In Kannada, the term ‘Kuruba’ generally mean ‘shepherd’, which is derived from the Kannada word ‘kuri’ which means ‘sheep’. The term Kuruba is also associated with non-shepherd communities.

  • The term ‘Jenu’ means ‘honey’ – JenuKurubas’ are honey collecting tribes.
  • Soliga tribes–Are aboriginal forest tribes who generally live in isolation and won’t mingle with other groups.They are traditionally well versed in agriculture and practiced shifting cultivation till recently. They now increasingly rely on selling of ‘NFT Produce’ for their livelihood.
  • BettaKurubas’ – are tribes who traditionally lived in the mountains and practice hunting
  • BettaKurubas’ – are tribes who traditionally lived in the mountains and practice hunting
  • Irulas – located at the foothills of Nilgiris, they make their living by making/collecting honey, fruits, herbs and roots and selling to people in the plains.

With the setting up on National Parks at Bandipur, Mudumalai, Waynad, Nagerhole, tribal habitations are uprooted with restrictions on their livelihood activities. Rehabilitated on the peripheries of such forest areas with training in non-traditional livelihoods, many end up as unskilled laborers in the forest projects and nearby farmlands.

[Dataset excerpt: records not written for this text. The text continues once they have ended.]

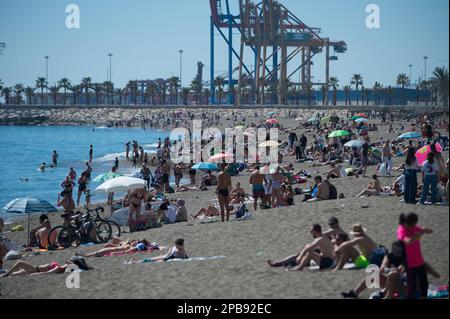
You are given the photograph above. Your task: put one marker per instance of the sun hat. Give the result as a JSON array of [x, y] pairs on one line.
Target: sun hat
[[357, 229]]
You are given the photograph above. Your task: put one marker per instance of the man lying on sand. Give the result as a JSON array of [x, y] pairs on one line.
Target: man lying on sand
[[324, 258], [22, 268], [119, 246]]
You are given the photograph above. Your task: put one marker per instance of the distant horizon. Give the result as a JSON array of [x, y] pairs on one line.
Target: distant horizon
[[30, 30]]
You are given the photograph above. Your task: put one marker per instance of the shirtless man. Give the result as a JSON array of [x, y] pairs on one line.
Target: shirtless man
[[223, 192], [299, 261], [42, 235], [257, 181], [323, 191], [366, 247], [165, 169]]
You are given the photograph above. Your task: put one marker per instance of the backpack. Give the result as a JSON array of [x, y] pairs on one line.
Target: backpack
[[332, 190]]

GNI’s focuses on working with such tribal communities near Bandipur and Mudumalai forest areas, in helping them make their transition to development and improved lives and livelihood, better.

Nomadic Tribes

Karnataka has the 2nd highest population of the nomadic tribes called ‘Lambanis’ or ‘Lamanis’. Although traditionally concentrated in the northern part of the state, many have since relocated to the southern districts like Tumkur, Chitradurga, etc.

Shunned and ostracized, Lambanis in the state continue to remain outside the mainstream of society. In cities and towns, it is common to find them performing acrobatics on the streets while the menfolk have transformed into construction labourers, mostly living on daily wages.

The stigma of being a Lambani is still so strong that even the educated ones from the tribe refuse to reveal their original identity.
GNI works with nomadic communities in Raychotay

Migrant Construction workers

Climate change induced disturbances in rainfall occurrence or monsoon failure leading to successive droughts, severely impact the predominantly rainfed agriculture regions. The vulnerable resource poor farmers with small and marginal land holdings and the landless, are often under distress due to crop failures, and are constrained to migrate to urban areas in search of livelihood. The construction boom in urban areas like Bangalore, provides opportunities for such migrant rural people to work as unskilled or semi-skilled construction labor. However, most end up staying in slums with squalid conditions or near construction sites. Young children are left to fend for themselves and vulnerable to abuse and without access to education.

GNI works with migrant construction workers communities living in and around Bangalore city.